レポート>>学習院F.S.C.白衣軍 代表 岡本教孝

<総括>
 今大会を榮規律委員長の閉会式の弁と照らし合わせて総括してみたい。

まず決勝トーナメントに最終日残った4チームについて順に榮委員長の言葉と比較して述べていこう。優勝したガンバ大阪ジュニアだが榮委員長は

「個々の技術、戦術の理解は全員にあった。しかしゲーム運びは単純であり、その戦術を十分にいかす技術があるならばあの戦術ではなくて他にいかせる戦術があったのではないかというところが残念なところであった。」

優勝したチームに賛辞だけを述べるのではなく試合の中においての反省点、修正点を指摘し今後伸びていく子供のために語るところが榮さんのすごいところだ。ずばりそのチームの課題を言い当ててるのだがガンバは準決勝、決勝と明らかに戦術は変えてきたし、決勝戦ではゲームの途中のタイムアウトから作戦変更しみごと的中した。
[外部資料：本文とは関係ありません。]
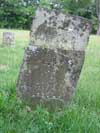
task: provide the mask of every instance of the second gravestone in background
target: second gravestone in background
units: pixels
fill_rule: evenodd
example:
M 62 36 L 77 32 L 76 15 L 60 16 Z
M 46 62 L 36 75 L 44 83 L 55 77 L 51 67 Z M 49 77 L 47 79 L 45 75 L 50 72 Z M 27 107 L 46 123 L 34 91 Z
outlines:
M 70 101 L 90 29 L 84 18 L 38 9 L 19 74 L 18 96 L 32 105 L 56 107 Z
M 14 46 L 15 44 L 15 37 L 14 33 L 12 32 L 3 32 L 3 46 Z

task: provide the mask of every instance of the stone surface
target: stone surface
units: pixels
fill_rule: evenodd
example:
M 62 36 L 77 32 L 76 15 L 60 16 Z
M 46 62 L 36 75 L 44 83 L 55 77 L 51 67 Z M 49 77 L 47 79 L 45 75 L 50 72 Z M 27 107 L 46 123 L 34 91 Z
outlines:
M 13 46 L 15 42 L 14 33 L 3 32 L 3 46 Z
M 84 18 L 38 9 L 18 78 L 18 96 L 33 105 L 53 107 L 70 101 L 90 30 Z

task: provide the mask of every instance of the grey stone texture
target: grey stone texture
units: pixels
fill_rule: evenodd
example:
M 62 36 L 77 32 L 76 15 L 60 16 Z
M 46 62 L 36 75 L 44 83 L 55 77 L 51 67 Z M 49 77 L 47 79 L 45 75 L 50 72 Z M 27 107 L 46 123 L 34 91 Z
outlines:
M 39 8 L 19 73 L 18 96 L 32 105 L 68 103 L 82 70 L 90 31 L 87 19 Z
M 3 32 L 3 46 L 13 46 L 15 43 L 14 33 Z

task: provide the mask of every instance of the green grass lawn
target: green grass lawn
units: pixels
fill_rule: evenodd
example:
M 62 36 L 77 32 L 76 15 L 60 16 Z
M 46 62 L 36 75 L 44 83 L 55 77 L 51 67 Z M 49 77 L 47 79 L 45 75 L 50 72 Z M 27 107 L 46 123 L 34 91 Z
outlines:
M 100 133 L 100 37 L 91 36 L 70 105 L 59 112 L 30 111 L 16 97 L 16 81 L 29 31 L 13 30 L 16 46 L 2 47 L 0 30 L 0 133 Z

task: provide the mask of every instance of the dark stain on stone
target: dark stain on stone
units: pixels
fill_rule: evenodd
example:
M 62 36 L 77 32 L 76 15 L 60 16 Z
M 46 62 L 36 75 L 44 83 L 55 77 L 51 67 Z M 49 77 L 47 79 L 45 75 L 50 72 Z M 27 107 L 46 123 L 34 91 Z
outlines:
M 82 32 L 81 34 L 80 34 L 80 36 L 83 36 L 84 35 L 84 33 Z
M 44 16 L 46 17 L 46 13 L 44 13 Z
M 43 35 L 43 39 L 49 41 L 52 40 L 57 34 L 57 31 L 53 27 L 48 27 L 46 23 L 41 24 L 36 32 L 35 32 L 35 38 L 40 38 Z
M 75 27 L 74 27 L 74 30 L 79 31 L 79 27 L 75 26 Z
M 65 20 L 65 21 L 63 22 L 63 27 L 64 27 L 64 28 L 68 27 L 68 26 L 70 25 L 70 23 L 71 23 L 71 20 L 68 20 L 68 21 Z
M 44 22 L 45 24 L 47 24 L 47 20 L 45 20 L 45 22 Z
M 55 21 L 53 21 L 53 26 L 56 26 L 56 25 L 57 25 L 57 23 Z
M 64 27 L 63 27 L 63 26 L 59 26 L 58 29 L 62 29 L 62 30 L 64 30 Z
M 56 16 L 58 16 L 60 14 L 60 11 L 59 10 L 55 10 L 55 14 L 56 14 Z

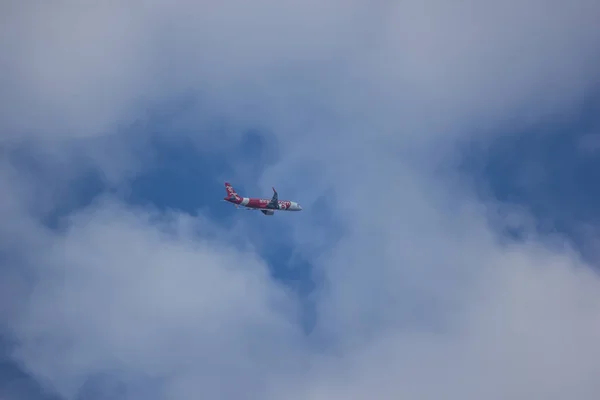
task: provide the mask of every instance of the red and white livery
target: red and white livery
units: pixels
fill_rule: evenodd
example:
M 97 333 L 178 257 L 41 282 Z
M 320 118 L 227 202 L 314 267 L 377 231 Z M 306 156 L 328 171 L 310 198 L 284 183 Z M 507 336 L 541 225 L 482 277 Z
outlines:
M 227 191 L 225 201 L 235 204 L 236 207 L 242 206 L 246 210 L 260 210 L 265 215 L 273 215 L 275 211 L 302 211 L 300 204 L 295 201 L 279 200 L 275 188 L 271 200 L 241 197 L 229 182 L 225 182 L 225 190 Z

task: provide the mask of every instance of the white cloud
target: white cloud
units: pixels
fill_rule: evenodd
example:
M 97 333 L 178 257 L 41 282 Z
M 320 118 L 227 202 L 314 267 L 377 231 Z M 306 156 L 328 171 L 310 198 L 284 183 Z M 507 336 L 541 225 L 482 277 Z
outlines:
M 170 399 L 597 397 L 590 266 L 533 234 L 506 247 L 487 219 L 495 206 L 435 173 L 473 131 L 578 105 L 600 70 L 597 2 L 3 8 L 0 140 L 25 137 L 55 166 L 0 168 L 1 247 L 19 267 L 0 270 L 18 288 L 0 315 L 37 378 L 68 396 L 108 372 L 142 381 L 132 398 L 149 385 Z M 110 201 L 64 231 L 36 220 L 71 195 L 82 165 L 111 181 L 135 173 L 146 149 L 117 127 L 188 90 L 203 104 L 174 122 L 186 134 L 220 117 L 266 128 L 281 159 L 257 186 L 331 195 L 346 230 L 311 260 L 327 280 L 314 336 L 264 261 L 230 244 L 252 237 L 247 226 Z M 306 221 L 277 226 L 310 247 L 323 228 Z
M 111 203 L 74 216 L 27 257 L 38 282 L 11 324 L 17 357 L 69 398 L 115 370 L 206 396 L 231 379 L 250 385 L 231 395 L 260 388 L 270 363 L 289 363 L 273 352 L 298 341 L 294 299 L 252 252 L 197 237 L 204 224 Z
M 380 118 L 479 127 L 577 100 L 597 78 L 599 13 L 588 0 L 18 2 L 3 13 L 3 126 L 98 134 L 192 89 L 204 112 L 262 124 L 318 106 L 370 134 Z

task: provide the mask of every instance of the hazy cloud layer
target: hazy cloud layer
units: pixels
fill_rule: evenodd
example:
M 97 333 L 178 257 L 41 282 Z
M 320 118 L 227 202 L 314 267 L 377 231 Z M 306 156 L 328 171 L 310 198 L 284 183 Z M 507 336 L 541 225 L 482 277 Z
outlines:
M 17 132 L 105 133 L 190 89 L 210 99 L 210 112 L 263 124 L 293 126 L 289 117 L 314 118 L 318 108 L 363 121 L 370 134 L 425 116 L 485 125 L 559 112 L 597 82 L 593 0 L 4 8 L 12 73 L 3 74 L 3 126 Z
M 597 2 L 1 10 L 2 333 L 47 387 L 66 398 L 597 398 L 598 277 L 561 238 L 503 243 L 504 224 L 528 230 L 527 216 L 505 220 L 439 172 L 460 140 L 563 117 L 594 89 Z M 335 205 L 340 241 L 318 219 L 270 222 L 298 251 L 327 244 L 310 260 L 324 277 L 310 337 L 247 224 L 229 232 L 114 199 L 58 229 L 40 222 L 88 168 L 126 184 L 152 162 L 156 132 L 123 132 L 190 92 L 199 105 L 159 134 L 222 151 L 236 128 L 264 128 L 279 161 L 244 186 L 276 184 L 305 214 L 320 195 Z M 222 119 L 221 141 L 207 127 Z M 41 168 L 15 161 L 22 148 Z

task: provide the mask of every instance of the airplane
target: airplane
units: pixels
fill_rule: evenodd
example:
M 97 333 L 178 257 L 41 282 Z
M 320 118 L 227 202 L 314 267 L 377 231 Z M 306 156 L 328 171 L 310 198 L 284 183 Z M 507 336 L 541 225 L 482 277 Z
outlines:
M 295 201 L 279 200 L 275 188 L 271 200 L 241 197 L 229 182 L 225 182 L 225 190 L 227 197 L 223 200 L 235 204 L 236 208 L 243 206 L 246 210 L 260 210 L 265 215 L 273 215 L 275 211 L 302 211 L 300 204 Z

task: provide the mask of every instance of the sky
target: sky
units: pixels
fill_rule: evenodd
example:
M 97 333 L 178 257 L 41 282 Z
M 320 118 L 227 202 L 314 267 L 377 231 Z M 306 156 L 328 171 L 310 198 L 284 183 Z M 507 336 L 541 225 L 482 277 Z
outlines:
M 599 18 L 3 2 L 0 398 L 598 398 Z

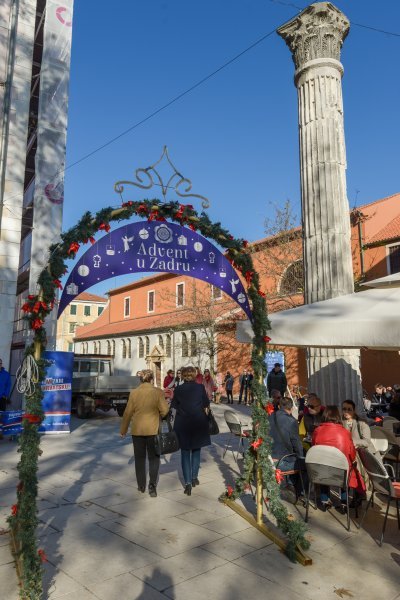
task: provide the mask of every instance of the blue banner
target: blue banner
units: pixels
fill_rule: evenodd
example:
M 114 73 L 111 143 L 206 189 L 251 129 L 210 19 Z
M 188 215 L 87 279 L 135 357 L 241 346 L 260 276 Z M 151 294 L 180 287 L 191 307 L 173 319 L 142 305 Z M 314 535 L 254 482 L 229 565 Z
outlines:
M 3 435 L 19 435 L 22 432 L 22 415 L 24 410 L 5 410 L 2 413 Z
M 268 373 L 270 371 L 272 371 L 272 369 L 275 366 L 275 363 L 280 363 L 282 365 L 282 371 L 285 370 L 285 355 L 283 352 L 278 352 L 278 351 L 269 351 L 266 353 L 265 355 L 265 359 L 264 362 L 267 366 L 267 375 L 265 376 L 264 379 L 264 385 L 267 386 L 267 376 Z
M 246 290 L 226 256 L 196 231 L 157 221 L 123 225 L 95 242 L 71 271 L 58 317 L 96 283 L 130 273 L 176 273 L 201 279 L 225 292 L 253 319 Z
M 42 382 L 45 414 L 41 433 L 69 433 L 71 422 L 73 352 L 46 350 L 43 358 L 50 361 Z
単純と言っているのはひたすらその戦術を続けたことを言っておられると思うのだがあの場面では作戦を続けることによって相手を苦しめる戦術なのであってあれはガンバ曽根監督の采配はすごかった。

準優勝したサンフレッチェ広島ジュニアだが榮さんは

「決勝では勝負にこだわりすぎた。もっとサイドを使ったりドリブルを仕掛けるなど工夫が欲しかった。PIVOの平繁君頼りだけでは物足りたかったが可能性はいっぱいあるチームでした。」

とやはり広島は平繁君に頼るめん面を指摘していた。確かに平繁君は小学生離れした身体能力、技術、キック力を兼ねそろえ一つ抜け出しているが逆に小学生では回りはみんな小さく技術もまだまだ発展途上でこれからぐんぐん伸びる子が多いだろうそんな中で平繁君は自分の身体能力だけを頼ってシュートや体を使った技術を生かしていたそれはそれで持ち味であってよいことだが、決勝戦のように2人3人とマークにあった時回りの人をもっとうまく使ったりボールが無いときのスペースの作り方などどんな状況にも対処できる能力を育てていってもらいたい。
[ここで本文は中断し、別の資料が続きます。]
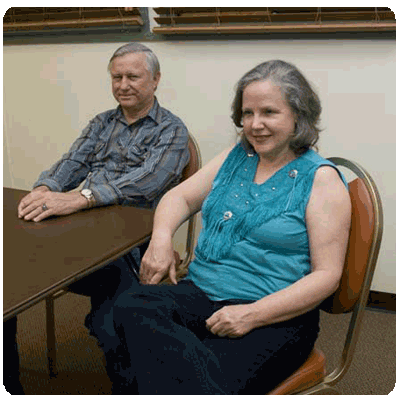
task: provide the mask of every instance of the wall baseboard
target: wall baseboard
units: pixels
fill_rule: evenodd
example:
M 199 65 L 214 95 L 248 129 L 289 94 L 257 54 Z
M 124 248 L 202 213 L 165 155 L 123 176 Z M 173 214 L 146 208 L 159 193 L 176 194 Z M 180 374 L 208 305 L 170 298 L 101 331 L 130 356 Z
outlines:
M 367 307 L 396 312 L 396 294 L 371 290 L 369 292 Z

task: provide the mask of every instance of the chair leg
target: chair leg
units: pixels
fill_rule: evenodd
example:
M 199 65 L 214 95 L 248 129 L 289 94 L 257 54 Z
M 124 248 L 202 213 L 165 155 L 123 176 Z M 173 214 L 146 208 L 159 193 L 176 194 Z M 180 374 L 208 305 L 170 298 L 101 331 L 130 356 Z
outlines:
M 52 378 L 57 375 L 54 299 L 52 296 L 46 298 L 46 334 L 47 334 L 47 364 L 50 378 Z
M 340 395 L 340 392 L 328 384 L 321 383 L 296 395 Z

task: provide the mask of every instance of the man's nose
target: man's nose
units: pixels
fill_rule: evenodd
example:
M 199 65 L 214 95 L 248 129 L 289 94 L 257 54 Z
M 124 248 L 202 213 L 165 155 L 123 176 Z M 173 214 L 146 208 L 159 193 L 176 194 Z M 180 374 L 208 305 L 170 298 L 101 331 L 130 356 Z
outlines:
M 121 79 L 121 89 L 127 89 L 129 87 L 129 80 L 128 77 L 122 77 Z

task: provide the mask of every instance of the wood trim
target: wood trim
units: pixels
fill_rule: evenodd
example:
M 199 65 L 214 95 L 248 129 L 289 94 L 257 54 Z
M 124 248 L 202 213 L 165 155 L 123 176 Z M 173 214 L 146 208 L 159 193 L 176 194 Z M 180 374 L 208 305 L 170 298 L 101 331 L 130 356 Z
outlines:
M 155 7 L 155 34 L 396 31 L 388 7 Z
M 29 29 L 45 29 L 45 28 L 84 28 L 92 26 L 109 26 L 109 25 L 143 25 L 141 17 L 129 18 L 92 18 L 85 20 L 64 20 L 64 21 L 42 21 L 42 22 L 24 22 L 24 23 L 6 23 L 3 24 L 3 32 L 20 31 Z
M 3 17 L 3 32 L 49 28 L 142 26 L 137 7 L 11 7 Z
M 175 10 L 175 9 L 174 9 Z M 159 24 L 198 24 L 198 23 L 229 23 L 229 22 L 329 22 L 329 21 L 363 21 L 372 22 L 375 20 L 393 22 L 395 20 L 393 13 L 387 11 L 374 10 L 352 10 L 352 11 L 321 11 L 318 9 L 302 12 L 274 12 L 275 9 L 267 11 L 214 11 L 214 12 L 182 12 L 182 13 L 163 13 L 154 19 Z
M 164 35 L 202 34 L 202 33 L 268 33 L 268 32 L 373 32 L 394 31 L 395 22 L 368 23 L 324 23 L 324 24 L 277 24 L 277 25 L 210 25 L 210 26 L 168 26 L 154 27 L 153 32 Z
M 396 312 L 396 294 L 371 290 L 367 307 Z

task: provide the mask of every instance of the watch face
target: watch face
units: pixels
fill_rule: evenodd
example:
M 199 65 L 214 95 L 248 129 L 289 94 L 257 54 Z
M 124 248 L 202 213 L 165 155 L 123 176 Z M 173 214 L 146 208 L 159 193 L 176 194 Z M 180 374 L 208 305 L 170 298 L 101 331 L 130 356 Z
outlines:
M 88 188 L 85 188 L 81 191 L 82 195 L 85 197 L 91 197 L 92 196 L 92 190 L 89 190 Z

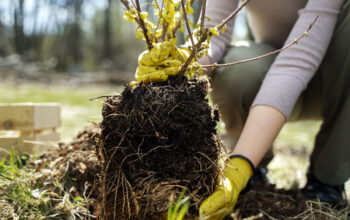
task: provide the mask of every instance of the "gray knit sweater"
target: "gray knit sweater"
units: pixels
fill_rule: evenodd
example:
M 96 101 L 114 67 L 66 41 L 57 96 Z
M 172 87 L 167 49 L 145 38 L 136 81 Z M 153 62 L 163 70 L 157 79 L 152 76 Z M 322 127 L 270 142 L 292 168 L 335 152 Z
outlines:
M 298 44 L 282 51 L 270 67 L 252 106 L 268 105 L 288 118 L 293 107 L 318 69 L 345 0 L 251 0 L 247 4 L 249 24 L 257 42 L 275 47 L 289 44 L 300 36 L 319 15 L 319 19 Z M 238 5 L 238 0 L 208 0 L 207 15 L 218 25 Z M 209 57 L 218 62 L 231 43 L 234 21 L 224 34 L 210 43 Z

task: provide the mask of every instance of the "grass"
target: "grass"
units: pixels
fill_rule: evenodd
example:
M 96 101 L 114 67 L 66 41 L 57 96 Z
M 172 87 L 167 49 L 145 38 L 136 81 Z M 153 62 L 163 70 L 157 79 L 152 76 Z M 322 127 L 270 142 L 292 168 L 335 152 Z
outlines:
M 182 220 L 190 207 L 190 197 L 184 197 L 185 190 L 183 190 L 174 204 L 173 197 L 170 198 L 167 220 Z
M 79 130 L 90 124 L 99 122 L 101 116 L 101 101 L 90 101 L 102 95 L 121 91 L 120 87 L 115 89 L 103 87 L 44 87 L 37 85 L 23 86 L 0 86 L 0 101 L 2 103 L 21 102 L 55 102 L 62 106 L 62 126 L 59 129 L 62 141 L 69 141 Z
M 0 162 L 1 219 L 80 219 L 88 216 L 85 199 L 70 184 L 36 171 L 30 158 L 7 152 Z M 34 159 L 34 158 L 31 158 Z

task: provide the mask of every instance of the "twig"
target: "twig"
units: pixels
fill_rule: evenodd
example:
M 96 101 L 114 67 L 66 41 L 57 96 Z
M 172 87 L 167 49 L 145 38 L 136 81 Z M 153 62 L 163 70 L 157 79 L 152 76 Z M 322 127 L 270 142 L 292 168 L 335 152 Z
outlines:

こんだけの能力を持っているのだからこの先きっともっとすごいマークにあうだろうその時いかに自分の力を出せるか、回りをいかせるかである。きっと彼はこの先表舞台に出てくるだろう広島の指導者の方にはもっと彼の個性を伸ばしてあげて第二の高木、久保に育てトップで活躍するとこを見たい、広島は彼を手放すべきではないだろう。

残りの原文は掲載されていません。